Polizeimitarbeiter in privatem Besitz von Kinderpornographie

Dramatisches hat sich beim Personal der Kreispolizeibehörde Paderborn abgespielt. Ein 34-jähriger Mitarbeiter wurde wegen des Verdachts auf den Besitz von Kinderpornographie vorübergehend freigestellt. Dies verfügte Landrat Manfred Müller. Darüber hinaus hat der Behördenleiter dem Verdächtigen ein sofortiges Betretungsverbot für der polizeilichen Diensträume ausgesprochen.

Arbeitsrechtliche Schritte, die zu einer Beendigung des Arbeitsverhältnisses führen sollen, wurden von der Behörde ebenfalls umgehend eingeleitet.


Der 34-jährige Tatverdächtige hatte erst im Juli diesen Jahres als IT-Ermittlungsunterstützer in der Direktion Kriminalität angefangen. Er war unter anderem für die Aufbereitung von Daten zuständig gewesen, sagte ein Behördensprecher dem SPIEGEL. Unter den aufzubereitenden Daten seien demnach auch Aufnahmen von Kindesmissbrauch gewesen. Beamte würden das Material im Anschluss sichten, teilte die Polizei mit.

Das „Westfalen-Blatt“ hat berichtet, dass interne Untersuchungen ergaben, dass gegen den Mann bereits ein Strafverfahren im Kreis Lippe läuft. Der Mann hatte schon in der Vergangenheit entsprechende Fotos von Schutzbefohlenen angefertigt. Tatort war damals ein Freibad im Kreis Lippe.

Die aktuellen Ermittlungen liegen nun bei der für Verfahren gegen Polizeibeschäftigte zuständigen Kriminalhauptstelle in Bielefeld.

Es handele sich bei dem Beschuldigten nicht um einen Beamten, sondern um einen Tarifbeschäftigten der Kreispolizeibehörde, sagte der Polizeisprecher.

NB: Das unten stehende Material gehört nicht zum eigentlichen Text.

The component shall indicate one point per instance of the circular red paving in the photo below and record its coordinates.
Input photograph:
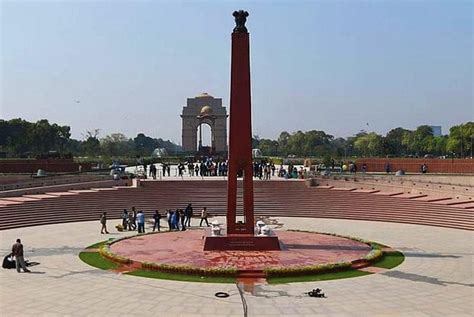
(186, 248)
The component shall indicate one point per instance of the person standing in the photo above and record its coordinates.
(204, 217)
(188, 212)
(169, 217)
(134, 218)
(17, 252)
(103, 222)
(125, 219)
(141, 221)
(182, 219)
(157, 218)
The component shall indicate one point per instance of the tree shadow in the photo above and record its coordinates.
(325, 247)
(430, 255)
(422, 278)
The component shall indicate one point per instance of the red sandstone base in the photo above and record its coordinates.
(242, 243)
(186, 248)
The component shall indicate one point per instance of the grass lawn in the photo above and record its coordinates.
(97, 245)
(318, 277)
(181, 277)
(96, 260)
(390, 260)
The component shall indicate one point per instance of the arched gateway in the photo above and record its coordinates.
(204, 109)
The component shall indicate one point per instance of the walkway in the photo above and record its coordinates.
(435, 279)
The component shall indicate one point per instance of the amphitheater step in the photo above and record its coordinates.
(411, 196)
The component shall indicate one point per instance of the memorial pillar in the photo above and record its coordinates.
(240, 135)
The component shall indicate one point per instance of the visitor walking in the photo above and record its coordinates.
(169, 217)
(125, 219)
(17, 252)
(424, 168)
(188, 213)
(141, 221)
(204, 217)
(103, 222)
(175, 219)
(182, 219)
(157, 218)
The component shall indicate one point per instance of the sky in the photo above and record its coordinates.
(336, 66)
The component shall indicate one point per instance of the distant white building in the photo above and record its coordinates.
(436, 130)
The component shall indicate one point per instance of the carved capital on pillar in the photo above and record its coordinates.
(240, 19)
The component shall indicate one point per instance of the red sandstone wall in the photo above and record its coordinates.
(32, 166)
(413, 165)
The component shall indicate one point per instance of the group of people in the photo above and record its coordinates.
(177, 219)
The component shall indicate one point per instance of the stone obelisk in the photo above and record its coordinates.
(240, 135)
(240, 234)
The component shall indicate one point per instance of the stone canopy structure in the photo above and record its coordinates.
(204, 109)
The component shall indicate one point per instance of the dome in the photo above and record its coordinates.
(206, 110)
(204, 95)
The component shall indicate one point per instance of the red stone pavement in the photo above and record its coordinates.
(300, 248)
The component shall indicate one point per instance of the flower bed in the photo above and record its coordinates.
(188, 269)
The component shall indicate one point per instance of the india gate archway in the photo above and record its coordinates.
(204, 109)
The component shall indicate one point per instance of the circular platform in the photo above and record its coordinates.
(186, 248)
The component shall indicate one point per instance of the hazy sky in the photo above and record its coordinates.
(324, 65)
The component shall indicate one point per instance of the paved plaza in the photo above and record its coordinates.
(436, 279)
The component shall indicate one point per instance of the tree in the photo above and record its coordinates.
(115, 144)
(393, 142)
(369, 145)
(461, 138)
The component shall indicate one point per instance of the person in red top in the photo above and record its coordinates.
(17, 252)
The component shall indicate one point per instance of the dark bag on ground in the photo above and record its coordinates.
(8, 262)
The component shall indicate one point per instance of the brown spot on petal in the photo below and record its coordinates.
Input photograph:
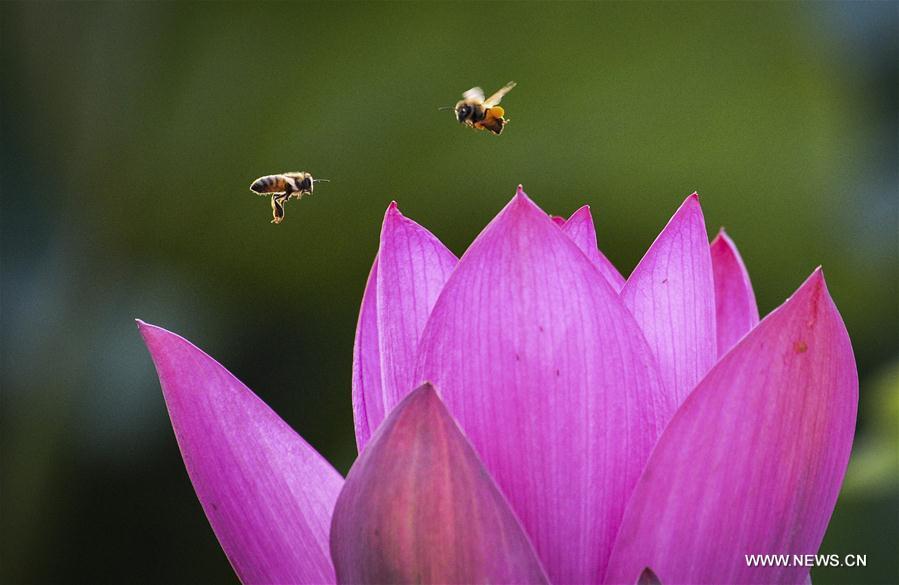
(647, 577)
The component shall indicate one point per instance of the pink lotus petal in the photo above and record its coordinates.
(419, 507)
(552, 382)
(267, 494)
(412, 266)
(368, 401)
(671, 293)
(579, 228)
(735, 309)
(753, 460)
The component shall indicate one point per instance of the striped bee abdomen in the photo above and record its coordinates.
(269, 184)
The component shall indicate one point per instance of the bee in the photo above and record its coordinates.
(480, 113)
(282, 187)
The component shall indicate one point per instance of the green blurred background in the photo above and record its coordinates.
(130, 133)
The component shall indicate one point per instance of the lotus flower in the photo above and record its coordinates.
(527, 415)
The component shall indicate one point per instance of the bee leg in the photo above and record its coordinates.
(278, 208)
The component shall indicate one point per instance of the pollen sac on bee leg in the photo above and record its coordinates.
(278, 209)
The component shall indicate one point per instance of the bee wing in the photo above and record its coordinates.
(498, 96)
(475, 93)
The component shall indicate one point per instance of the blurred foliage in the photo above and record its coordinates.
(131, 131)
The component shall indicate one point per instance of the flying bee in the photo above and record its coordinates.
(480, 113)
(282, 187)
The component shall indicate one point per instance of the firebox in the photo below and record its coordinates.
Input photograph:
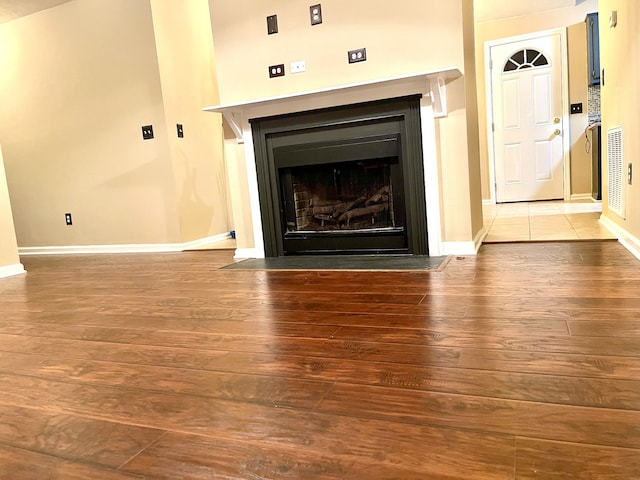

Warum der Mann nicht bei einer Überprüfung vor der Einstellung aufgefallen sei, liegt laut Polizei daran, dass im Führungszeugnis „nichts Entsprechendes“ gestanden habe. Aus dem Innenministerium heißt es, dass im entsprechenden Bundeszentralregister nur rechtskräftige Verurteilungen aufgeführt sind, aber weder Ermittlungen noch ein jeweiliger Verdacht. Bis zum Ende eines Verfahrens gilt in Deutschland die Unschuldsvermutung.